------------ Forwarded Message ------------ Date: Tuesday, September 09, 2003 9:57 AM +0200 From: Thorsten Sick <[EMAIL PROTECTED]> To: Kenneth Porter <[EMAIL PROTECTED]> Subject: Re: [SAtalk] Fitz, an add-on to Spamassassin
Hi
Am Die, 2003-09-09 um 03.41 schrieb Kenneth Porter:
> - The results of the AI alone are as good as Spamassassin's results. > Combined it is therefor better.
What would make the combined result better?
My experiences with a practical use of spamassassin with fitz show the following results: - spamassassin gets the 90% or more spam which are NOT optimized for spamassassin to get through. - the rest is caught by fitz. The rest is optimized spam and things the user doesn't want.
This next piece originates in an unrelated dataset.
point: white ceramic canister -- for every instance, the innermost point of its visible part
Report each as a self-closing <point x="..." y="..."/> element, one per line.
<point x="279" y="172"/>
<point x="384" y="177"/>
Interesting was the experiment where I got mails from an account for a role-playing-game weekend. Subscriptions and questions as ham. Spam as usual PLUS an Roleplaying game newsletter with a lot of announcements. Normally the newsletter is non-spam. And it looks like ham. Talking about RPGs and even mentioning the convention and where to subscribe. But after learning two instances of it, it was classified as spam.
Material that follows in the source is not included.